As for the Big Apple, Taschen found it enervating. "I certainly like how it is, but it makes me sick. Not only because of the weather, but because it's too noisy, every half a minute another fire engine or police siren. It's not for me."

"I met a woman last night at the sauna," I tell Taschen, who, with his jacket off, is seated in one of his Paul Evans chairs, munching on a muffin and drinking an iced coffee from Starbucks. "A Russian woman, a photographer. I told her I was meeting you, and she asked me to thank you personally for the fact that she was able to buy so many of your books when she couldn't afford to buy those of other publishers."

"At the sauna," he says, arching his eyebrows. "How interesting!" And then, looking pleased, "That's gut!" A reminiscence has been triggered. He tells me how awkward he felt, as a teenager in Cologne, having to buy books on art in specialty stores. You had to stand there "like a dummy," he says, waiting for the manager to take down a book from an enclosed glass case so that you could have a look at it. There was nowhere else to buy books on art at the time, and they were prohibitively expensive. Early on, Taschen decided to change that.

"What we always wanted to do was to make the books accessible and available and affordable for everyone who was interested." He takes a couple of Taschen books in the "Basic Art Series" from a pile on the floor and shows me with evident pride how well-made, for $8, are these popular monographs on artists such as Frida Kahlo and Roy Lichtenstein. "As you saw from this Russian woman, I think that these kinds of books can certainly change the lives of many people. Because they can see that there is more around than you can see in the TV, the newspaper, and so on. And I'm really positive that has a strong influence, at least on the lives of somepeople. I'm sure that one reason that we are very successful with the more high-priced books is that many of these readers grew up with the program. Probably they started five or 15 years ago with a $6 Renoir book, a Bosch or Duchamp. And now they buy maybe a $150 book on Case Study houses, ja?"
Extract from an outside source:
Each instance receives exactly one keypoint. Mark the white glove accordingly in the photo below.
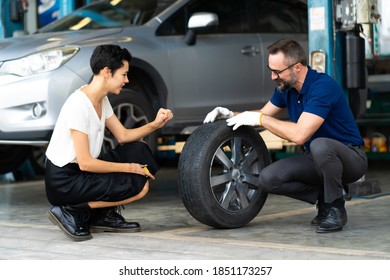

Despite his youthful image, Taschen looks older than his 41 years. His thinning hair is cropped close to his skull, and when he laughs, revealing charmingly uneven, ivory-colored teeth, his receding chin disappears into his neck. But his eyes — large, slightly bulbous and delicately shaped — hold your attention. Without being flashy, he smells of money, authority — and cologne.

"He comes across as a very businesslike businessman," says Kelley. "Expensive suit, a kind of standoffish demeanor. I know him personally and we get on, but he's a very hard businessman. You have to watch and make sure that everything in a contract is stated the way you want it to be stated. He likes to make it look like he has this crazy social life, but I don't know how true that is, because if it was he couldn't get so much done. It's not like you go up to that house and there's a rip-roaring Hollywood party all the time."